September 18, 2015

black badge of courage

The following is not FACTUALLY accurate. Details have been changed, things deleted, stuff made up, all to protect identity. But it is 100% absolutely true.

     I'm striding down the maze of hallways at midnight to the ER to do yet another admission. I'm tired and my back is feeling it from the constant sense of urgency that comes from an already busy night. I'm bent over ever so slightly as a consequence so my gaze is directed downward. I guess that's why our eyes met. He was in a wheelchair and the hospital gown gave his status as a patient away. He was lost and asking me for directions to the cafeteria. As I have trouble navigating out of a wet paper sack due to my lack of sense of direction, I told him to follow me as it was on my way to the ER.
     All I ask him is how is he doing this evening. That is it. Nothing more. Just being polite really. And slowly but steadily he begins to tell me troubles. Mid twenties. Made a living by the sweat of his brow and working with his hands. And now he is suddenly paralyzed because of multiple lesions in his brain.
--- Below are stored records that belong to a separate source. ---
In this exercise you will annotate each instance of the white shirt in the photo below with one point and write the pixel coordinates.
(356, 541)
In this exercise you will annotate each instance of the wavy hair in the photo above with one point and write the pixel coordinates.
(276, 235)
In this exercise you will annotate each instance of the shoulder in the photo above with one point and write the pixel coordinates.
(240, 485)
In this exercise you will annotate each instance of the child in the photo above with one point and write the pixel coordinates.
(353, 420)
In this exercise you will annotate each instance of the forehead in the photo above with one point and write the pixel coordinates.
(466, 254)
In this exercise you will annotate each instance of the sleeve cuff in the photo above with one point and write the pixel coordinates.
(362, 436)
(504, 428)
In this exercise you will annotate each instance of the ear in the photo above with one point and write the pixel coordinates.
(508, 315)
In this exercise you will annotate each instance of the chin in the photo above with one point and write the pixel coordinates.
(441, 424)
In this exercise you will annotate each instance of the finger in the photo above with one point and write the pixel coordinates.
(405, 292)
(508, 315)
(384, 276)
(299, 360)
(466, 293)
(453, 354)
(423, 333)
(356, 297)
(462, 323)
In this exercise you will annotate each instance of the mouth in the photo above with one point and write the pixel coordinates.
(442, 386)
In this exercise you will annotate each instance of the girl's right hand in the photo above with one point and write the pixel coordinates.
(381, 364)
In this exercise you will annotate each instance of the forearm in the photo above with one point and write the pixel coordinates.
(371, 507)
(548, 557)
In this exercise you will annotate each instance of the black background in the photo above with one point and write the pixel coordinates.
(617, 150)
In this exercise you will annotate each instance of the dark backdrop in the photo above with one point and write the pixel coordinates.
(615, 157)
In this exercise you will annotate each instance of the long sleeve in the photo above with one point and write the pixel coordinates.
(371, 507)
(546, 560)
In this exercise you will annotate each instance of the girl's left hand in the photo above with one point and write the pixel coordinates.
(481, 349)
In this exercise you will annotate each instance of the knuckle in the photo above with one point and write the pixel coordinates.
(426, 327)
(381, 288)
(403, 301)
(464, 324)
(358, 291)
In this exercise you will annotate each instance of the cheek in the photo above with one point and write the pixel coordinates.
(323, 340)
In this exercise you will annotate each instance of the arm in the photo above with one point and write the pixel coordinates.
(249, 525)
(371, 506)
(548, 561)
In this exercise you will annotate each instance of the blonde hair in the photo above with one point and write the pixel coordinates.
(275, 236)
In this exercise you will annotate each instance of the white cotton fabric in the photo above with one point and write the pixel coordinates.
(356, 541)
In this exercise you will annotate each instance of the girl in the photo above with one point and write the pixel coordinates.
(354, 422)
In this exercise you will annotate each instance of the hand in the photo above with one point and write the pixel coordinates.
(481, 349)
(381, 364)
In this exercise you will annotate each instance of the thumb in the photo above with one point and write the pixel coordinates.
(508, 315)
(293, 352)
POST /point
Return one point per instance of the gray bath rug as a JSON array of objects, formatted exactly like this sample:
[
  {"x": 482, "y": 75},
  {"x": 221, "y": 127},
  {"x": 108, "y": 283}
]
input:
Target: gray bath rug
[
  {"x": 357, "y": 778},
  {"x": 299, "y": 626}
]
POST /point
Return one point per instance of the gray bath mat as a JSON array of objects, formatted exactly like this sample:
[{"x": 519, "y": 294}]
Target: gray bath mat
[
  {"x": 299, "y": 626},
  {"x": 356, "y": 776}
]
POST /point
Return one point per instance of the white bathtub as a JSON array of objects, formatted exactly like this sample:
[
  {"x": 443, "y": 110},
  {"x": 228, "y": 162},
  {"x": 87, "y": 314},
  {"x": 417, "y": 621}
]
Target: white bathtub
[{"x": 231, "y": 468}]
The neurologists think maybe infection, maybe cancer, maybe who knows. And he's telling me this without much detectable emotion but he's telling it in a way that is highly detailed. And it strikes me that he hasn't had the time nor the opportunity to talk about this, much less digest it. He's using me to help sort out all the thoughts and emotions whirling in his mind and heart. I do all that I know how to do which is to be fully present and just listen.
     After he found the cafeteria, he thanked me, shook my hand and abely rolled himself to get something to eat. In my mind, I'm wondering, "what the hell just happened?" Later, I ask my wife if I have something tattooed on me visible only to those in severe existential pain that says, "bear unto me the troubles of thine soul." She only half jokingly calls me an Angel of Death, but a merciful one. And, yes, she says that people can indeed feel something about me that invites them to open up. They can sense my pain like a dog can smell fear. I'm at a loss how they know but she's the intuitive one. And after knowing each other for over two decades, I've learned to trust that intuition of hers.

1 comment:

Jess said...

And, yes, she says that people can indeed feel something about me that invites them to open up.
As someone who stumbled across your blog and felt inclined to open up... yes, you do have something about you that invites people to open up.

You see people as human, regardless of their physical or mental difficulties. This comes across in your posts, and I'm sure it comes across in your in-person interaction. This is, unfortunately, not as common as it should be, even in healthcare. Even those who started out that way tend to get caught up in routine and heavy workload. I say that as a nurse who sees this to a greater or lesser extent in myself and my co-workers.

You asked how this man was doing. Even though it presumably wasn't convenient, you made an effort to listen rather than giving indication of impatience. You didn't have to do any of that. It's entirely possible no one else has asked that in a context where it wasn't professionally obligated, and that people in general aren't paying much attention to the guy in the wheelchair. Wheelchairs tend to invite avoidance.

You are a special person. I'm sorry that it is a burden.